Thursday, March 5, 2009

Insult To Injury

I should have seen it coming. Here I am, staring down the double-barrel of a milestone birthday.
FIFTY. Five decades. Half a century. Not able to call myself "middle aged" because seriously, most folks don't live to 100.
Ok, I was dealing with it. Attempting to get excited about the prospect of reaching this "golden" phase of life. All sorts of famous, wonderful people claim that the best part of life begins at 50. Oprah. Cher. Goldie Hawn. All folks with sufficient funds to lift, tuck and otherwise repair the ravages of old age.
Of course, there are the positives and negatives that inevitably come with any milestone. On surveys I am now grouped with the "45-60" gang. Not so bad. Being told by the doctor that "we don't heal as well as we used to at your age" (little putz. Is he even old enough to have graduated from high school, let alone med school?!?!?) and further humiliation at eye doctor. "Bifocals may be the way to go this time...." and the realization that there are just some things I won't ever do.
I won't ever fly an F14, be a rock star, or climb Mount Everest. the closest to any of these activities I achieve at this point is flying around in my Dodge Caravan, playing my guitar for an audience of two (both canine) and scaling the mountain of laundry that seems to accumulate wherever my teenager drops her things. I've come to embrace and cherish all of these things as how I chose to live my life. However, I was utterly unprepared this afternoon to go out to my mailbox and pull out the mail, casually leafing through it on my little front porch. Then I saw it.

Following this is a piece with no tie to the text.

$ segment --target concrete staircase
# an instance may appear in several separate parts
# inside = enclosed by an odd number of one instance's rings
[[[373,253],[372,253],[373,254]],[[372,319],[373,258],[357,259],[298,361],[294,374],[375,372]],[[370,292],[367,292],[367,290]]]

A welcome to old age letter from AARP
! ! ! ! !
I am certain that the blood curdling scream that found its way from my antiquated, wheezy old lungs must have frightened the entire neighborhood. Dogs as far away as Kentucky howled in commiseration with my wails of humiliation. I've faced adversity before about my age. My oldest nephew once said to me when he was just a small lad of seven or eight, "WOW Aunt Donna! You were born in the FIFTIES??? Did you know FONZIE?"
Now all I have to do is pick out my next car. I'm leaning toward a blue-green buick with curb feelers.